JohnHalleyGotway commented 2 years ago

@halperin-erau I did some more digging and think that my logic is not quite yet sufficient. But I'd like you to confirm.

I have 2 questions.

(1) Should I add logic to get rid of apparent "duplicates"?

Running with all NHC 2021 shapefiles from the atl, cpac, and epac basins, tc_gen processes a total of 3913 shapes. However, I believe that only 1164 of them are unique. By way of example, here's some log output showing the following shape appearing in 5 different files (see below for more details):

Atlantic basin shape 1 has 129 points with latitudes from 35.5587 to 45.7149 and longitudes from -54.7273 to -38.81.

I don't know what triggers NHC to publish (and re-publish) these shapes, but the data suggests that all shapes ACTIVE at that time are included. So I recommend that I add logic to avoid these duplicates, making sure not to score them more than once.

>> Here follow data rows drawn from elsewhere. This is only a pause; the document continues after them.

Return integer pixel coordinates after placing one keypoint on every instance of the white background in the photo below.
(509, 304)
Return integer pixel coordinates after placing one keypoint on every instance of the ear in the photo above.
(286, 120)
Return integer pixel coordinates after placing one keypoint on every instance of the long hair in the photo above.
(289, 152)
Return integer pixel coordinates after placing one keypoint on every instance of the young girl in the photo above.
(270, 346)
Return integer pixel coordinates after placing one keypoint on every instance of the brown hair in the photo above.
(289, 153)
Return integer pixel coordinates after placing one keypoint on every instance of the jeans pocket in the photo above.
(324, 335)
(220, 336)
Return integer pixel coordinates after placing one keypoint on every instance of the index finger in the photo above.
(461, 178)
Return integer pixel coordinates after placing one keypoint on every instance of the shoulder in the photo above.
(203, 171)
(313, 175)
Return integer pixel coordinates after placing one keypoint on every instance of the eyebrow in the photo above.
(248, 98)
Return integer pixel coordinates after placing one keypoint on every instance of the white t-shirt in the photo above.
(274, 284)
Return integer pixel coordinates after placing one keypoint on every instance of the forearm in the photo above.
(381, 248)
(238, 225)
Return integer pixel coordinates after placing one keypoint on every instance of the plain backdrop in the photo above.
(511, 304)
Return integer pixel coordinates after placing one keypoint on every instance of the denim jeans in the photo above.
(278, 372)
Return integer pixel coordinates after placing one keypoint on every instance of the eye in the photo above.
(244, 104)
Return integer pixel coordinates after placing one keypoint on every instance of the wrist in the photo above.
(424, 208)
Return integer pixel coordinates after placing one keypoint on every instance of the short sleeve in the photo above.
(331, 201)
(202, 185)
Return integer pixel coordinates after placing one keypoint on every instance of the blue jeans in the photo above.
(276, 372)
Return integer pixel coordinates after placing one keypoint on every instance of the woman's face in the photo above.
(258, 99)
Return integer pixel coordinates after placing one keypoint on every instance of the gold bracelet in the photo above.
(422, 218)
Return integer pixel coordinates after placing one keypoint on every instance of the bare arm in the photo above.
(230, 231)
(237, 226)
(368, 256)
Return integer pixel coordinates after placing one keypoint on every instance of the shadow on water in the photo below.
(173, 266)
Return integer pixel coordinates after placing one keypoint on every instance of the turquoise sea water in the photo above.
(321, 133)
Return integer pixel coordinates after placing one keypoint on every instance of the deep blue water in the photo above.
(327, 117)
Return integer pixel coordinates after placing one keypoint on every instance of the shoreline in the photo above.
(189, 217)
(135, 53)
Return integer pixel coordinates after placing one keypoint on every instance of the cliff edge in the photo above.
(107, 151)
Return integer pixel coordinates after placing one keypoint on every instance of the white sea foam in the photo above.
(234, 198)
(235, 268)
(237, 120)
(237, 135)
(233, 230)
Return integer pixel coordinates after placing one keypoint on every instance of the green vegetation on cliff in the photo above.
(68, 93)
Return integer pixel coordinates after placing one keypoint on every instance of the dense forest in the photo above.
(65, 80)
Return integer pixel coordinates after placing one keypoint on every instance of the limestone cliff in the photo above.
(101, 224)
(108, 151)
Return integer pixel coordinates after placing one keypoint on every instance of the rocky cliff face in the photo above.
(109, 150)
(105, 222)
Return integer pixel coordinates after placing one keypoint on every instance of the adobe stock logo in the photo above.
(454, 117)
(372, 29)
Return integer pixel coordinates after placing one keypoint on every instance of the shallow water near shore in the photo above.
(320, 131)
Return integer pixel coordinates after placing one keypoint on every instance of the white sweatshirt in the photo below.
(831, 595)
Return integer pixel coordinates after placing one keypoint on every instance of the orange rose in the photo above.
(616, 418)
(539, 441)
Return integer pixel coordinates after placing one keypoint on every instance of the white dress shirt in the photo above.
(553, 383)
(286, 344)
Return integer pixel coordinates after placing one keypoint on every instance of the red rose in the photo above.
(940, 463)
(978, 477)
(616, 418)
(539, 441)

(2) The current logic rounds the hours and minutes UP to the next hour and interprets that as the "issue" time. So when looking for a BEST track genesis match, we round up to the next hour and then look for genesis events within 48 and 120 hours of that time. Is this good logic or should I be using the actual hours and minutes listed without any rounding?

Thanks, John

FYI: Here's the complete log showing the same shape in 5 files (2 in atl, 2 in epac, and 1 in cpac). Note that 4 of them have the same rounded issue time of 20211111_000000 and the last one is for 6 hours later (20211111_060000):

DEBUG 4: [File 752 of 2372]: Found 1 records with issue time 20211111_000000 in file "/Volumes/d1/projects/MET/MET_unit_test/MET_test_input/tc_data/genesis/shapes/atl/202111102341/gtwo_areas_202111102340.shp".
DEBUG 5:   Atlantic basin shape 1 has 129 points with latitudes from 35.5587 to 45.7149 and longitudes from -54.7273 to -38.81.
DEBUG 5:     50% probability of 48-hour genesis has NO MATCH in the BEST track.
DEBUG 5:     50% probability of 120-hour genesis has NO MATCH in the BEST track.
--
--
DEBUG 4: [File 753 of 2372]: Found 1 records with issue time 20211111_000000 in file "/Volumes/d1/projects/MET/MET_unit_test/MET_test_input/tc_data/genesis/shapes/atl/202111102353/gtwo_areas_202111102353.shp".
DEBUG 5:   Atlantic basin shape 1 has 129 points with latitudes from 35.5587 to 45.7149 and longitudes from -54.7273 to -38.81.
DEBUG 5:     50% probability of 48-hour genesis has NO MATCH in the BEST track.
DEBUG 5:     50% probability of 120-hour genesis has NO MATCH in the BEST track.
--
--
DEBUG 4: [File 1477 of 2372]: Found 1 records with issue time 20211111_000000 in file "/Volumes/d1/projects/MET/MET_unit_test/MET_test_input/tc_data/genesis/shapes/cpac/202111110018/gtwo_areas_202111102353.shp".
DEBUG 5:   Atlantic basin shape 1 has 129 points with latitudes from 35.5587 to 45.7149 and longitudes from -54.7273 to -38.81.
DEBUG 5:     50% probability of 48-hour genesis has NO MATCH in the BEST track.
DEBUG 5:     50% probability of 120-hour genesis has NO MATCH in the BEST track.
--
--
DEBUG 4: [File 2291 of 2372]: Found 1 records with issue time 20211111_000000 in file "/Volumes/d1/projects/MET/MET_unit_test/MET_test_input/tc_data/genesis/shapes/epac/202111110430/gtwo_areas_202111102353.shp".
DEBUG 5:   Atlantic basin shape 1 has 129 points with latitudes from 35.5587 to 45.7149 and longitudes from -54.7273 to -38.81.
DEBUG 5:     50% probability of 48-hour genesis has NO MATCH in the BEST track.
DEBUG 5:     50% probability of 120-hour genesis has NO MATCH in the BEST track.
--
--
DEBUG 4: [File 2292 of 2372]: Found 1 records with issue time 20211111_060000 in file "/Volumes/d1/projects/MET/MET_unit_test/MET_test_input/tc_data/genesis/shapes/epac/202111110512/gtwo_areas_202111110511.shp".
DEBUG 5:   Atlantic basin shape 1 has 129 points with latitudes from 35.5587 to 45.7149 and longitudes from -54.7273 to -38.81.
DEBUG 5:     50% probability of 48-hour genesis has NO MATCH in the BEST track.
DEBUG 5:     50% probability of 120-hour genesis has NO MATCH in the BEST track.